From Vienna, there are only 11 miles to go to the end. At mile marker 8.5, I passed by the Dunn Loring station and Camp Alger. Camp Alger was Spanish-American War encampment and staging area for members of the Second Army Corps (approx. 35,000 men). President William McKinley visited the camp twice during its existence. The only other significant event that took place there was a five-month Typhoid Fever outbreak.

 

Past the site of the old West Falls Church station at mile marker 4 is the formal beginning of the W&OD trail. In 1968, the Virginia Electric Power Company, who owned the rail, and the Northern Virginia Regional Park Authority decided to construct a trail on the old rail bed. In 1974, the Washington and Old Dominion Regional Trail was officially commissioned by the city of Falls Church. By 1988, the trail extended the full length of the old railway to Purcellville. 

 

The final four miles of the trail runs parallel to the older Four Mile Run Trail. I biked past East Falls Church and the site of Brandymore Castle, a rock formation used by colonial surveyors in the 1700s. The "castle," unfortunately, was demolished and removed during the construction of I-66 in the 1960s.
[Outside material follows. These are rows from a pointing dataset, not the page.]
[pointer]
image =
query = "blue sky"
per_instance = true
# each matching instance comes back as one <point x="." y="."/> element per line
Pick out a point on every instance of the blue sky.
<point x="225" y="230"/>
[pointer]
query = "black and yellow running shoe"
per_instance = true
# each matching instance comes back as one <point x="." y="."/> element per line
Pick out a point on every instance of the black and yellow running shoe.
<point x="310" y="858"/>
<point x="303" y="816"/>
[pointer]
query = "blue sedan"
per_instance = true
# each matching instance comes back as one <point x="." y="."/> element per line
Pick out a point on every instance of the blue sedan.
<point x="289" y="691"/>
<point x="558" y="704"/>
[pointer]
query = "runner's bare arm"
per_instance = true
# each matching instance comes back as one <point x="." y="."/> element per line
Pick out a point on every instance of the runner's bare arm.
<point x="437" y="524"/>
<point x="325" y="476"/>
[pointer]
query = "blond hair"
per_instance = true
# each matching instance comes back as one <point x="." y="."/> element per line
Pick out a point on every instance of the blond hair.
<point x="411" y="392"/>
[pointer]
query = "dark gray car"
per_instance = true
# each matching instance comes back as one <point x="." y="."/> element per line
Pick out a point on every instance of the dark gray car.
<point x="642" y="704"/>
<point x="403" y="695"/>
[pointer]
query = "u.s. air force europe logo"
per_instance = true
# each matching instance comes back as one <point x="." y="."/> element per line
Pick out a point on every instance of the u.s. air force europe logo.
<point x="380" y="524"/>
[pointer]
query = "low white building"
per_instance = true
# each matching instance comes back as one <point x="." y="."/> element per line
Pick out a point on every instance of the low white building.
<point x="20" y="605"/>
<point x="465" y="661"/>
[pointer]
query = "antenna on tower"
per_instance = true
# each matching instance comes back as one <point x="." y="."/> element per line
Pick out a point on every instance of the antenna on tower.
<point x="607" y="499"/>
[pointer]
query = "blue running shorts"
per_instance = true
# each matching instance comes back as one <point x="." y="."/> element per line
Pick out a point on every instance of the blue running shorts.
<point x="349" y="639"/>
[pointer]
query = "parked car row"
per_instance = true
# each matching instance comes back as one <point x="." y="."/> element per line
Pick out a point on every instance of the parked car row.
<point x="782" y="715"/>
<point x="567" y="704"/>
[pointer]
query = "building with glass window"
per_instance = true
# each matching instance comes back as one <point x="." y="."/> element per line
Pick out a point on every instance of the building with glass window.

Further down the trail is Bluemont Station, a major junction of the W&OD that operated as a passenger service, freight haul, and domestic goods transport. During its peak years, trains departed from Bluemont every 10-15 minutes and could reach Rosslyn in the same amount of time (just as "fast" as the DC Metro Rail System today!).

 

The final couple of miles mark two historic location: the Arlington Mill and Nauck. The Arlington Mill was built in 1836 on property originally belonging to George Washington. It was destroyed during the Civil War since it was believed to be owned by Robert E. Lee. It was rebuilt in 1880 by Dr. John W. Barcroft, operated until 1906, and was destroyed by fire in 1920. Nauck was originally part of a 1719 land grant to John Todd and Evan Thomas. In 1778, it was sold to John Parke Custis and the Abingdon Estate. By time of the Civil War, Levi and Sarah Ann Jones, free blacks, owned the property. Following Emancipation, Nauck attracted several families from the Freedmen Village and the community began to form. The neighborhood boomed in the late 1800s with the addition of churches, schools, and an electric rail line. This predominantly black community saw continual population and business growth through the 1950s and maintains its rich heritage to this day.

 

Finally, at 1:30 pm, I reached Shirlington, the terminus of the W&OD. The total trip (minus the set-back) took about 4.5 hours, a 10 mph pace overall. I must say, I was a little disappointed with the trail's finale. It was anticlimactic, to say the least. When I got to the end of the trail I thought, 'This is it?' The trail just ends on the outskirts of Southwest D.C. Not much to see, not much to do once you're done. The W&OD, however, does link with the rest of the Four Mile Run Trail. I biked that for a mile or so and then connected with the Mount Vernon Trail for two miles, which took me into Crystal City.

 

In all honesty, I wasn't thrilled much by this trail. It was very interesting to learn about the history of the old railroad, but the trail itself is not something get excited over. The long, boring stretches of trail, power lines and industry, and lack-luster finale made the trip less enjoyable. If you're going to explore this trail, do it between Purcellville and Leesburg (miles 45 to 32) or Herndon and Falls Church (miles 21 to 5). Skip miles 22-30 completely. There's nothing there. And if you decide to bike the whole, hopefully you won't get a flat tire like I did! That's my experience and review on the trail! Thanks for reading!